An alternative far less readable solutions which shaves off one more line but certainly not preferred to the solution above (am just listing it since it shaves off the step of having to create an intermediate data structure at all) is
1
2
3
4
5
6
7
8
9
10
import operator
from itertools import groupby

data = [('Employee Name', 'Employee ID', 'Salary', 'Department'),....]

print reduce(lambda x,y : x + y,
         (('\nDepartment %s\n  Employee Name   Employee ID     Salary          Department  ' % dept +
           reduce(lambda x,y : x + ("\n  " + "%-15s " * len(data[0]) % y),
                  sorted(recs, key=lambda rec: -rec[-2])[:3],''))
         for dept, recs in groupby(sorted(data[1:],key=operator.itemgetter(3)), lambda x : x[3])),'')
Some might wonder whether I am joining multiple lines of code into one just to reduce the line count. The code is consistent with the idiomatic usage of python and also with the way python list comprehensions are documented in the formal python proposal for list comprehensions PEP 202 : List Comprehensions. Besides python is a whitespace sensitive language and the compiler disallows multiple lines of code in one line without using the ‘;’ separator which I have most definitely not used in the suggested solutions.
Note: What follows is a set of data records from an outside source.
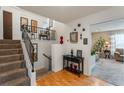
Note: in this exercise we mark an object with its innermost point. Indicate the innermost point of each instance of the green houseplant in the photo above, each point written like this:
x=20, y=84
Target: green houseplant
x=97, y=47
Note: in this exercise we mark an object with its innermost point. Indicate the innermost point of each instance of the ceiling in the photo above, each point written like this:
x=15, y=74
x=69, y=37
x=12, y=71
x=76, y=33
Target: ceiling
x=64, y=14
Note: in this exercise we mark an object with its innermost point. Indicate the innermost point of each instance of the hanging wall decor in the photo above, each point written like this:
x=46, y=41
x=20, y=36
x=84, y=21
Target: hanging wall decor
x=80, y=36
x=79, y=53
x=61, y=40
x=79, y=25
x=34, y=26
x=23, y=23
x=74, y=37
x=83, y=29
x=85, y=41
x=35, y=54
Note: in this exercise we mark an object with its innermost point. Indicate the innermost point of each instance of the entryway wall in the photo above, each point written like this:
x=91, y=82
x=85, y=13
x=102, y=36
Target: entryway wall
x=42, y=22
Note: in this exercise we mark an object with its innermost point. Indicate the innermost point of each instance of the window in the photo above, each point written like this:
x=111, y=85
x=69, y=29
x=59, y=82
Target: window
x=117, y=40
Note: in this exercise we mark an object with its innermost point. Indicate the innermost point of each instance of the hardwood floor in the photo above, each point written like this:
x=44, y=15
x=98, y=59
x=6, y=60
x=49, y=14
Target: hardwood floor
x=65, y=78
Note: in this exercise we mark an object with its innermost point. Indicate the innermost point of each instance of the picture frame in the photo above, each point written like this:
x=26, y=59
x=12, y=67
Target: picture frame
x=74, y=37
x=79, y=53
x=34, y=24
x=23, y=23
x=85, y=41
x=35, y=54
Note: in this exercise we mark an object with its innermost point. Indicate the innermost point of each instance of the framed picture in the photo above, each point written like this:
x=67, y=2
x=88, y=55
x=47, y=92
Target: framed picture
x=79, y=53
x=34, y=26
x=50, y=23
x=35, y=55
x=74, y=37
x=85, y=41
x=23, y=23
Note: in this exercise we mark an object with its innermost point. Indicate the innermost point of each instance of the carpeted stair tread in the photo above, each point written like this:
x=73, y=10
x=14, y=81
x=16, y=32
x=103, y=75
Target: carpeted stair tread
x=11, y=65
x=10, y=58
x=23, y=81
x=10, y=46
x=9, y=41
x=13, y=70
x=10, y=51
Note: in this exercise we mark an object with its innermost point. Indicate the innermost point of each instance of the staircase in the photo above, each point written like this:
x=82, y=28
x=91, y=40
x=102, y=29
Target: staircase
x=13, y=71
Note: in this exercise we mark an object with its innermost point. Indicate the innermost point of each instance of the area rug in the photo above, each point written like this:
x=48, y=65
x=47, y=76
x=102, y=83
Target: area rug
x=109, y=70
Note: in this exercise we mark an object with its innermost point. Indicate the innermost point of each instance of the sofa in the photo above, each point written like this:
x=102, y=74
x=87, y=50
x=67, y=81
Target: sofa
x=119, y=54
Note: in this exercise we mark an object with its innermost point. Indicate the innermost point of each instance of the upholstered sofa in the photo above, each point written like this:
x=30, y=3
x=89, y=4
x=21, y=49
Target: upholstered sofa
x=119, y=54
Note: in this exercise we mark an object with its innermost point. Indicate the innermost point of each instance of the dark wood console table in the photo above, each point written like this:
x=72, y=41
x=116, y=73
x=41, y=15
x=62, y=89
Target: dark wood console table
x=73, y=59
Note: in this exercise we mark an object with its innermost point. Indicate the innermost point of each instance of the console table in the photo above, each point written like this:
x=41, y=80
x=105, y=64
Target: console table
x=73, y=59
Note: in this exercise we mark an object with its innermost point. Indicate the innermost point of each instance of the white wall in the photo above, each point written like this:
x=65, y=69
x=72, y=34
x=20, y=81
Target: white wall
x=86, y=22
x=43, y=46
x=16, y=14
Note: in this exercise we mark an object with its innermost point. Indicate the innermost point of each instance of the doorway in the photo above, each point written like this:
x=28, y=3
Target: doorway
x=7, y=25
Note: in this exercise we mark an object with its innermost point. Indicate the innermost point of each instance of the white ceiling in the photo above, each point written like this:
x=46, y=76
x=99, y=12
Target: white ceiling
x=64, y=14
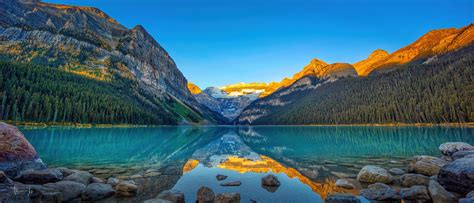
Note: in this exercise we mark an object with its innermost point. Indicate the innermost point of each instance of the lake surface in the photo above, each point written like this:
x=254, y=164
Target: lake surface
x=307, y=160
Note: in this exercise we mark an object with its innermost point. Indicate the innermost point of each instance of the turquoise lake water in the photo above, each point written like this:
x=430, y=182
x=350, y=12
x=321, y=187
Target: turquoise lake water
x=307, y=160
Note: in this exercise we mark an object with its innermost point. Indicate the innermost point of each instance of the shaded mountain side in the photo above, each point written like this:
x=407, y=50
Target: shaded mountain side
x=86, y=41
x=436, y=90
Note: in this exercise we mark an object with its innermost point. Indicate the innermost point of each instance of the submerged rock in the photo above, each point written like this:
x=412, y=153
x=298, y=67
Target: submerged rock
x=373, y=174
x=458, y=176
x=205, y=195
x=39, y=176
x=227, y=198
x=16, y=153
x=426, y=165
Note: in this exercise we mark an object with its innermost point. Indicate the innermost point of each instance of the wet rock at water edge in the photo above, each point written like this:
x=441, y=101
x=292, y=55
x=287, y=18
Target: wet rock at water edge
x=380, y=192
x=411, y=179
x=69, y=189
x=97, y=191
x=373, y=174
x=415, y=193
x=227, y=198
x=458, y=176
x=342, y=198
x=80, y=177
x=344, y=184
x=449, y=148
x=205, y=195
x=39, y=176
x=233, y=183
x=126, y=189
x=439, y=194
x=426, y=165
x=220, y=177
x=172, y=195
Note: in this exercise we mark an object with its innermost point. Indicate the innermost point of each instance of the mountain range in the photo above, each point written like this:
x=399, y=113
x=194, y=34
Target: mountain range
x=62, y=64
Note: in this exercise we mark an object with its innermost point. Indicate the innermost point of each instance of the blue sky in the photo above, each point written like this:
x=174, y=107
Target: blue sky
x=218, y=42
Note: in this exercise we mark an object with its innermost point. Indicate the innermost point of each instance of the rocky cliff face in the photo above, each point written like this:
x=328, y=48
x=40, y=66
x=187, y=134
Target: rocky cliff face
x=86, y=41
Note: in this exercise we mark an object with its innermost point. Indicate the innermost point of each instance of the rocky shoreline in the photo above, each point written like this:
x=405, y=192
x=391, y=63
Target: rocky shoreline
x=24, y=178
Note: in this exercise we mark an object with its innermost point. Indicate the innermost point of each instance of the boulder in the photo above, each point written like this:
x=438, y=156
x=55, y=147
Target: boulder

PS: There’s of course an interesting image at the end of the post indicating the perception of how clojure code speaks for itself ;). The reason I mention it is that I believe if one is expressing a strong opinion as the one reflected by the picture, one better be far more careful and thorough with verifying the veracity of the assertionsappropriateness of the samples compared to. Let me clearly state that I do not know that the clojure loc compared to is an appropriate target so do not infer this post to be a Python vs Clojure LOC as much as a post which emphasises that Python is a good vehicle to write concise readable code. FWIW I am learning clojure and look forward to building more competence with it.